• The Attorney General’s full legal advice on the Brexit deal has been published and can be found here. In a six-page document released today, the Attorney General, Geoffrey Cox, concedes that the UK could be trapped indefinitely in the Irish backstop. He stresses that the protocol setting out the backstop would “endure” even if negotiations between the two sides broke down.
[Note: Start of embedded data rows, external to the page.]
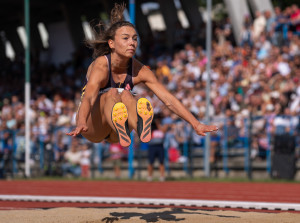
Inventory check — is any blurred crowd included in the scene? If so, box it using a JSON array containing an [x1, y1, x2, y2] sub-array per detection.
[[0, 5, 300, 177]]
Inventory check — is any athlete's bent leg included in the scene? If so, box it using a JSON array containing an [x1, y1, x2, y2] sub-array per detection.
[[121, 90, 137, 131]]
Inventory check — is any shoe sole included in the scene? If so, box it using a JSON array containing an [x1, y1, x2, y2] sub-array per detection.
[[136, 98, 153, 143], [111, 102, 131, 147]]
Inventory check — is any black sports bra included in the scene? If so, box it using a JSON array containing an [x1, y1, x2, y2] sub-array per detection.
[[100, 54, 134, 91]]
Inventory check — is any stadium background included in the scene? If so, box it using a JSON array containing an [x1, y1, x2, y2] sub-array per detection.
[[0, 0, 300, 222]]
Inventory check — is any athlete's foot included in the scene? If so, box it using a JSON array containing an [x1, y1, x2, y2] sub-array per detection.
[[111, 102, 131, 147], [136, 98, 153, 142]]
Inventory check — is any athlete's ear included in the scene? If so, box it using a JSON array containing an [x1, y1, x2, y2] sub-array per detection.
[[108, 39, 115, 49]]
Without a legal exit route, unless both sides agree to a satisfactory arrangement that makes the backstop unnecessary, he says the UK would have to rely on the arrangement being politically uncomfortable for the EU because it gives the UK market access without accepting single market rules in full. (The Guardian)

 

  • May promises moves to allay concerns over Irish backstop: Theresa May has promised further moves to allay concerns among Conservative Eurosceptics over the Irish backstop, in an attempt to avert a heavy defeat in next week’s House of Commons vote on her Brexit deal. The biggest objection of Tory Eurosceptics, who held private meetings with Mrs May today, is that the backstop could leave the whole UK in a customs union with the EU indefinitely. Downing Street said Mrs May was looking at how she could “go further” to address concerns about the backstop. (FT)

 

  • Trade secretary warns parliamentary vote risks no Brexit: Speaking in front of the House of Commons International Trade select committee today, Liam Fox warned that this week’s parliamentary vote could result in no Brexit and said there was a risk MPs may try to “steal” Brexit from the British people. When asked whether he would prefer no deal or no Brexit, the minister said he believed the UK had to leave the EU because the government had been “instructed to do so by the British people”. (FT)

 

  • Service industry barometer hits lowest level since Brexit vote: Activity in the UK’s service sector has fallen to its lowest level since the immediate aftermath of the Brexit referendum, according to a key survey of executives working in the industry. The IHS Markit services purchasing managers’ index fell to 50.4 in November from 52.2 in October. This was the lowest reading since July 2016 and below City economists’ expectations of an increase to 52.5. Respondents to the survey said that Brexit uncertainty had led to their clients delaying investment decisions alongside “subdued business and consumer spending”. (FT)

 

  • Hammond tells MPs Brexit a price worth paying: Philip Hammond told MPs today that the economic costs of Brexit were a price worth paying to ensure that those who voted for Brexit did not feel betrayed in the years ahead. Reflecting on his long-held view that people did not vote for Brexit “to become poorer”, the chancellor said he now thought he had to balance that view against any political backlash from Brexiters in a deeply polarised society. Mr Hammond said a successful Brexit that healed divisions “depends on us executing the instructions of the people from the referendum – leaving the EU – but doing so in a way that minimises the impact on our economy and maximises the opportunities in the future”. (FT)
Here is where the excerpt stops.